Biden beat Trump but Democrats suffered grave losses down-ticket. What better indication could there be that Biden didn’t beat anybody, after all; rather, that Trump beat himself. Trump did much too to help Democrats in the Texas runoff elections.
And now, as he goes stark raving mad, he is starting to look like the Left’s best weapon for overcoming the last best hope for conquering the Trumpism virus in the months and years ahead.
But, to paraphrase Nixon, we may not always have Trump to kick around anymore. In view of the harm Trumpism does and threatens to do, that news now can only be greeted with ambivalence.
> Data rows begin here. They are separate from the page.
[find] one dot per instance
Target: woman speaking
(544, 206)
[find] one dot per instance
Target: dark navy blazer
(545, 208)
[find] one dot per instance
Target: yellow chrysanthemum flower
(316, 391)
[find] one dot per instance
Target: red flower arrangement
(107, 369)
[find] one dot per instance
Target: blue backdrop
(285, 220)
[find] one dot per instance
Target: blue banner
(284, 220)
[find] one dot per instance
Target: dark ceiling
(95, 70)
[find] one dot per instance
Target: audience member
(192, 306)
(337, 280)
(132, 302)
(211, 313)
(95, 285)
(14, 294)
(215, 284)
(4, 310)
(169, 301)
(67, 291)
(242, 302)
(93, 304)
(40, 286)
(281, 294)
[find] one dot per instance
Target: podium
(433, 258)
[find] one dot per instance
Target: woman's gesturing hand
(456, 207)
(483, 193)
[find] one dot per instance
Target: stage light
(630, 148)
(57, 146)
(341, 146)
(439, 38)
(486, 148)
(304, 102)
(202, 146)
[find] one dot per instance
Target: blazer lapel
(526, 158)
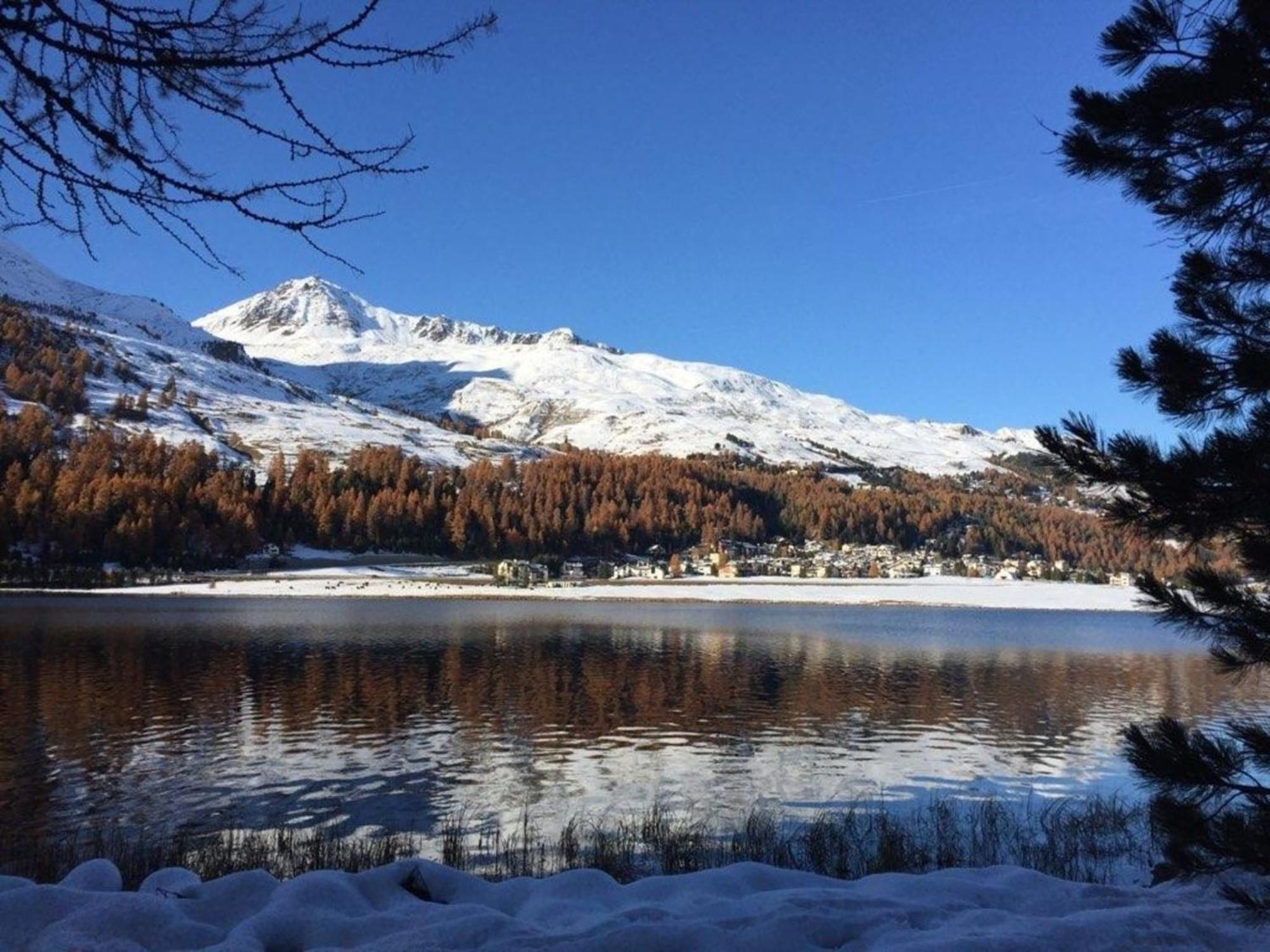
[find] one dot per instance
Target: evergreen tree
(1191, 139)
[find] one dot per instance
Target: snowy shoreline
(434, 582)
(418, 904)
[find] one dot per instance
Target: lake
(388, 715)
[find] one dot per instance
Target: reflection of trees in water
(95, 700)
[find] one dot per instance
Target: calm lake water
(391, 714)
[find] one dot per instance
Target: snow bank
(421, 906)
(444, 582)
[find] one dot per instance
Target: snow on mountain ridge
(303, 318)
(554, 388)
(332, 371)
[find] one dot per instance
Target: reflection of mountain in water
(391, 715)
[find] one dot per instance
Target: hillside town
(733, 559)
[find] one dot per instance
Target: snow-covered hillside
(239, 407)
(554, 388)
(312, 365)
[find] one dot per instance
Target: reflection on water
(374, 714)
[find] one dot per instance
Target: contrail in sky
(934, 191)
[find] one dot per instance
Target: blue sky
(857, 199)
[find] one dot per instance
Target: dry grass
(1090, 840)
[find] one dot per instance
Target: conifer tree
(1189, 138)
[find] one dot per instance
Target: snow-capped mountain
(312, 365)
(227, 400)
(554, 388)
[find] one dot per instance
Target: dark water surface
(391, 714)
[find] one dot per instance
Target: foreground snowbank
(421, 906)
(459, 582)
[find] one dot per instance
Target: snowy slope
(553, 388)
(742, 908)
(242, 408)
(312, 365)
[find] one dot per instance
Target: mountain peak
(309, 305)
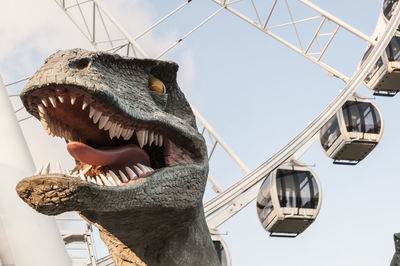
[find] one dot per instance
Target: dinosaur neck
(157, 237)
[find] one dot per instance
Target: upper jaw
(108, 126)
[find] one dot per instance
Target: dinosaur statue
(396, 256)
(141, 165)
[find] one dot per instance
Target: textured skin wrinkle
(158, 220)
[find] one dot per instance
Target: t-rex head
(139, 157)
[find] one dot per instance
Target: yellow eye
(156, 85)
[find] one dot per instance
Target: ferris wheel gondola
(351, 134)
(384, 78)
(289, 200)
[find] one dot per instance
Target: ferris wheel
(336, 125)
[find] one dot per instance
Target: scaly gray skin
(396, 256)
(156, 220)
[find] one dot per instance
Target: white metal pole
(31, 238)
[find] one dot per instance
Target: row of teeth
(108, 179)
(144, 136)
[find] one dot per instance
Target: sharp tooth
(38, 171)
(108, 125)
(119, 132)
(44, 124)
(123, 133)
(86, 169)
(156, 139)
(91, 111)
(115, 177)
(146, 139)
(103, 121)
(141, 135)
(98, 181)
(138, 170)
(142, 167)
(111, 180)
(151, 138)
(111, 132)
(84, 105)
(160, 140)
(53, 101)
(44, 102)
(82, 176)
(117, 129)
(58, 168)
(129, 134)
(131, 173)
(41, 109)
(123, 176)
(105, 180)
(96, 116)
(46, 169)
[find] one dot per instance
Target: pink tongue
(120, 157)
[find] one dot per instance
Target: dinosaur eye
(156, 85)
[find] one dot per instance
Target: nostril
(80, 63)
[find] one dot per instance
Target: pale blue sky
(258, 95)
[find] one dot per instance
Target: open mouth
(110, 148)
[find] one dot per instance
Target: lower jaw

We need a better weapon than that, the political equivalent of a vaccine.
To that end, we need to continue to organize with the zeal displayed this past week in Texas, to build a broad progressive base everywhere, to set Democratic pusillanimity aside, and to struggle sharply and audaciously not just against Trump and Trumpism but against the real world conditions that keep the Trumpism virus, and disease vectors like it, alive.